Multi objective optimization
In multi-objective optimization or Pareto optimization, there is no longer only one objective function that needs to be optimized, but several objectives must be considered simultaneously. Since the different goals are usually opposite, there is also no optimal point as a solution. The result is now a solution set. It is defined by the fact that at each point in this set, one objective function can only be improved by worsening another. According to its founder Vilfredo Pareto (1848-1923), this separation of inefficient and unworkable solutions is called the Pareto front or the Pareto border.

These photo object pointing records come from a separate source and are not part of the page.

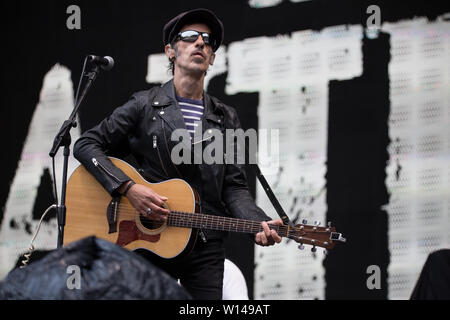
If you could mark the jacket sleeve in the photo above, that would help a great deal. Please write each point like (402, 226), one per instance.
(93, 147)
(235, 192)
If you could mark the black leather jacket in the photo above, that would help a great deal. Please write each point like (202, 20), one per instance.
(143, 127)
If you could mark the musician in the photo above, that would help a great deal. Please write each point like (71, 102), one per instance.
(143, 126)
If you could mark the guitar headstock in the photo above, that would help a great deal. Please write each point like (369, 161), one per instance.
(315, 235)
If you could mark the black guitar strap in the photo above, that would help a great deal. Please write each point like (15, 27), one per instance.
(271, 195)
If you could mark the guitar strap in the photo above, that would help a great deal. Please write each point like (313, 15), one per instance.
(276, 204)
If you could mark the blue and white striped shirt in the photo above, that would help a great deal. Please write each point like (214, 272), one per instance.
(192, 113)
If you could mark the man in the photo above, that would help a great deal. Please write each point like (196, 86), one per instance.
(143, 127)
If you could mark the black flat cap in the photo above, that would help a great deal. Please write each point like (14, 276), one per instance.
(201, 15)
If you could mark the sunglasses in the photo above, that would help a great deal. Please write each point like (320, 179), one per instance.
(192, 36)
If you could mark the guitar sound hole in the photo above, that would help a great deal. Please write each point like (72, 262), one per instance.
(150, 224)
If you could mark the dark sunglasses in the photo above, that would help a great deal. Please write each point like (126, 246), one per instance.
(192, 36)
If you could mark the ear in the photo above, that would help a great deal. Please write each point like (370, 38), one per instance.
(212, 58)
(170, 52)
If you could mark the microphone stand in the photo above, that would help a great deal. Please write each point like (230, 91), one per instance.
(63, 139)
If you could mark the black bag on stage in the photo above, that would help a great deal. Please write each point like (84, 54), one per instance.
(434, 280)
(91, 268)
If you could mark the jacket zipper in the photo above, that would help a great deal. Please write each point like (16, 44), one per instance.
(155, 146)
(99, 165)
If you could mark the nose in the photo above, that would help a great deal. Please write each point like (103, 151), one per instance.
(200, 42)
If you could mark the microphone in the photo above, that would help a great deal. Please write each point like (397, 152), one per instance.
(106, 62)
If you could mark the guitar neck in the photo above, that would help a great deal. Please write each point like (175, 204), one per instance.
(204, 221)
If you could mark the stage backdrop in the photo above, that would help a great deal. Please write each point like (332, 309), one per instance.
(357, 92)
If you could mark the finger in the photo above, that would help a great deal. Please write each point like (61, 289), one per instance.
(158, 210)
(263, 238)
(266, 229)
(275, 236)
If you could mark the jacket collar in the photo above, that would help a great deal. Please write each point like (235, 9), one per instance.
(171, 113)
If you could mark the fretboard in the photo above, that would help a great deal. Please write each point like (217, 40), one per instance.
(204, 221)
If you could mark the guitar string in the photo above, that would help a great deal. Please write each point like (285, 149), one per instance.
(196, 220)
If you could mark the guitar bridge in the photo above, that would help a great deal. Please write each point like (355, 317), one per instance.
(335, 236)
(111, 214)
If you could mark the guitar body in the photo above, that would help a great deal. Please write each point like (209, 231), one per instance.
(91, 211)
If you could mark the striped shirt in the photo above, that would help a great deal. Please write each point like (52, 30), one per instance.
(192, 113)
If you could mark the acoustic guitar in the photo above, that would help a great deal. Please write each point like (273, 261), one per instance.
(91, 211)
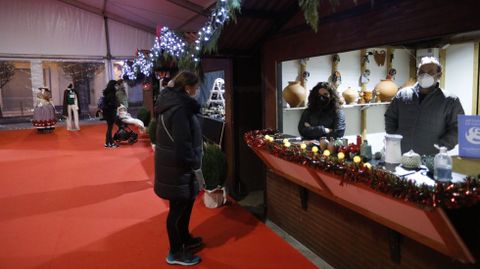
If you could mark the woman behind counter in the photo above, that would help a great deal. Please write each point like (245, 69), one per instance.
(324, 116)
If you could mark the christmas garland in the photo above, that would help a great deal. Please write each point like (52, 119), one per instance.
(187, 56)
(447, 195)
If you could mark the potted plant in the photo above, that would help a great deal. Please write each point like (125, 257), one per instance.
(214, 168)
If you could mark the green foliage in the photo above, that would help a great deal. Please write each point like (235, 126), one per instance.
(211, 46)
(310, 12)
(152, 131)
(214, 166)
(7, 71)
(144, 115)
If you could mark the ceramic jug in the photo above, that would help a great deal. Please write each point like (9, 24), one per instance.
(393, 150)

Of course, it would be ideal to investigate the entire Pareto front. However, since this can be very time-consuming, it is common practice to combine the individual goals of interest into a single common goal function using weighting factors. Thus, there is again only one goal that can be determined with the known optimization methods. The solution found in this way corresponds to a point on the Pareto front. The choice of weighting factors, however, is inherent in a certain subjectivity, which provides a correspondingly arbitrary result. It could be that a slight variation of the factors leads to a significant improvement of one target value, while the other deteriorates only marginally. This can be countered by carrying out the optimization with different weighting factors. This gives you several points on the Pareto front and you can evaluate their shape and progression.
A similar point cloud on or near the Pareto front is also obtained by an evolutionary algorithm. Since this method is used to search the entire design space globally, the cloud of individuals moves from generation to generation towards the Pareto front. The more the algorithm converges, one measure of this is the fitness of the entire generation, the closer the points are to the Pareto front.